Question

I have a type T defined as below and I want to wrap an integer in it.

newtype T = T Int
-- liftM2 (+) (T 1) (T 2)    -- error: `T' is not an instance of Monad

Now if I want to wrap an operation the values in the wrappers and return a similar the result like what liftM* does, just as shown in above code, but it doesn't work.
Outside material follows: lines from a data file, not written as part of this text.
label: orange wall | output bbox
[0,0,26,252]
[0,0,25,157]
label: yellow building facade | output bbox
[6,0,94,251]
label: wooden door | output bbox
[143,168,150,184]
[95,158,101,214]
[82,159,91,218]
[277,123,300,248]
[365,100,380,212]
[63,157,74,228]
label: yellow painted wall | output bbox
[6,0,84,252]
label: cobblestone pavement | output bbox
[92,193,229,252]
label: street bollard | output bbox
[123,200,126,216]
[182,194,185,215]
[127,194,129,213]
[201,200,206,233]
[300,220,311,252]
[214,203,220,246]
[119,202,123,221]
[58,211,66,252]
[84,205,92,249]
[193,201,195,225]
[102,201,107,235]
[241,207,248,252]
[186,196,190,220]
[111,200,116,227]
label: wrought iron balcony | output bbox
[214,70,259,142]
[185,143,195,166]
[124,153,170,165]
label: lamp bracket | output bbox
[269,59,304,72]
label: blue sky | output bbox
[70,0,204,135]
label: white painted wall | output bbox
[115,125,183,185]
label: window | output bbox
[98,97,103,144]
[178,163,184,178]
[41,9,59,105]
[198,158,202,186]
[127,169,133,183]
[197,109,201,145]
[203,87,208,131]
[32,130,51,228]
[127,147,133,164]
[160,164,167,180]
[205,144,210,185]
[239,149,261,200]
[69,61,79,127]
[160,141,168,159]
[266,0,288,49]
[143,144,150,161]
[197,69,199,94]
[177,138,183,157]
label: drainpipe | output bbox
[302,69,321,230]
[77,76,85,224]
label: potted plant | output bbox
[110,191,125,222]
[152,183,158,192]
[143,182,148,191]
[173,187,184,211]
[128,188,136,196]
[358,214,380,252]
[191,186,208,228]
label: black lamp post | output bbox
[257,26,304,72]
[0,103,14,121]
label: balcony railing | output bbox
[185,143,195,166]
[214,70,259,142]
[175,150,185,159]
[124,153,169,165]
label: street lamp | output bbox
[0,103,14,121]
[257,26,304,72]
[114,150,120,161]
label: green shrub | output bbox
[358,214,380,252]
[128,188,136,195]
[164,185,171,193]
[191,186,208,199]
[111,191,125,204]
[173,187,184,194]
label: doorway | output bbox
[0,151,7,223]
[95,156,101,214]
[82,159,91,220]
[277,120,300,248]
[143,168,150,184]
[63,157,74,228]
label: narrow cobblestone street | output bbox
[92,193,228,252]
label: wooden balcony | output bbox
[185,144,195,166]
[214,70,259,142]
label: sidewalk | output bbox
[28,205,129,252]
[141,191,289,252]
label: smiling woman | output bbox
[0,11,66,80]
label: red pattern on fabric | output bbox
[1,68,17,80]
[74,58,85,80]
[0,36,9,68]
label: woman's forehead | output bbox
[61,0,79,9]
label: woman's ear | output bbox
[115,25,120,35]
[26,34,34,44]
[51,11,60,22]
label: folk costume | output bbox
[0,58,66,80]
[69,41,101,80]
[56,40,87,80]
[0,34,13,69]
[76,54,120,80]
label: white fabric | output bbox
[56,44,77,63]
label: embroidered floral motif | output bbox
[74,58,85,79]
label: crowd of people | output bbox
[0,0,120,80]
I expect a group of functions that act like myLiftT2 below but apply more generally.

myLiftT2 :: (Int -> Int -> Int) -> T -> T -> T
myLiftT2 f (T a) (T b) = T $ f a b

myLiftT2 (+) (T 1) (T 2)     -- `T 3'

I know I can define it as a Monad or an Applicative and actually that works good:

newtype T a = T a

instance Monad T where
  (T a) >>= f = f a
  return      = T

liftM2 (+) (T 1) (T 2)        -- produces `(T 3)' as expect

Considering the unnecessarity, I just don't want to add a polymorphism parameter a after the type because T should only wrap integers.

I am curious how people usually deal with, or circumvent, this inconvenience. Thanks.

Was it helpful?

Solution

How about this:

{-# LANGUAGE GeneralizedNewtypeDeriving #-}

newtype T  = T Int deriving (Show, Eq, Num)

Demo in ghci:

ghci> (T 1) + (T 2)
T 3

I don't feel there is a need for making it as an instance of Monad, if you just want to sum them up.